Après 35 ans de présence à Boston, la cérémonie des prix Ig Nobel (souvent abordés sur LinuxFr.org et basé sur un jeu de mot sur ignoble et Nobel), qui récompense les recherches scientifiques insolites, déménage ses activités en Europe. Les organisateurs invoquent clairement des difficultés croissantes liées aux conditions de voyage et de sécurité aux États-Unis.

bannière Improbable Research

Les futures cérémonies se dérouleront en Europe dès cette année.

La décision fait suite à un taux d'absentéisme marqué lors de l'édition 2025 : quatre lauréats sur dix ont refusé de se rendre sur le sol américain. Marc Abrahams, fondateur des prix, souligne un environnement devenu hostile pour les voyageurs étrangers. Et c'est un constat partagé par d'autres secteurs. À titre d'exemple, il cite la Game Developers Conference (aka GDC, basée à San Francisco) que de nombreux développeurs non étasuniens boycottent désormais pour des motifs similaires.

Pour le futur, Les organisateurs se sont associés au domaine des EPF (Écoles Polytechniques Fédérales) suisses et plus particulièrement à l'Université de Zurich pour assurer la continuité de l'événement. Le choix de la Suisse est motivé par sa tradition d'accueil et le fait qu'elle a donné naissance à beaucoup de bonnes choses improbables, citant la physique d'Albert Einstein, l'économie mondiale et les coucous :-)

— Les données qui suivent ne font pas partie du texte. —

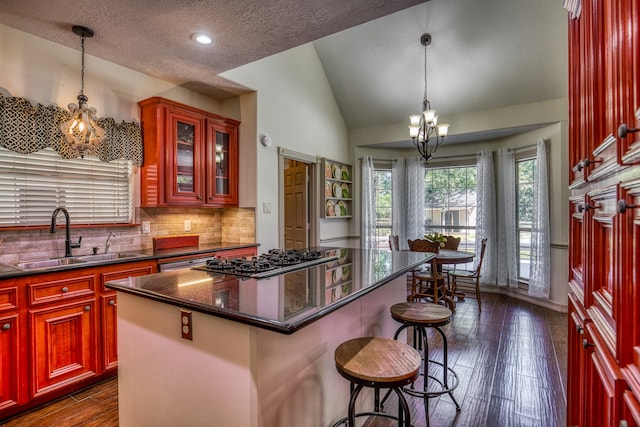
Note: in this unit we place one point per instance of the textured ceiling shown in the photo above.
(153, 36)
(485, 54)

Les Ig Nobel prévoit un retrait durable du territoire américain au profit d'un modèle rotatif inspiré du concours de l'Eurovision : les années paires, la cérémonie se déroulera à Zurich, les impaires, l'événement sera accueilli par une autre métropole européenne.

C'est clairement la fin de l'ancrage historique des prix aux USA, mais ils prévoient tout de même un petit événement trois semaines après à Boston pour célébrer localement les Ig Nobels.

NdM: improbablement sont mentionnés sur leur site un logiciel libre à propos de la différenciation du glycol diéthylène et du glycérol par le son, GNOME dans une interrogation sur Nestlé, l'eau de Phoenix, le problème de l'abri à vélos et la loi de Parkinson, un autre logiciel libre à propos de pancakes et du Kansas, Chris DiBona et un « architecte Open Source » de SCO.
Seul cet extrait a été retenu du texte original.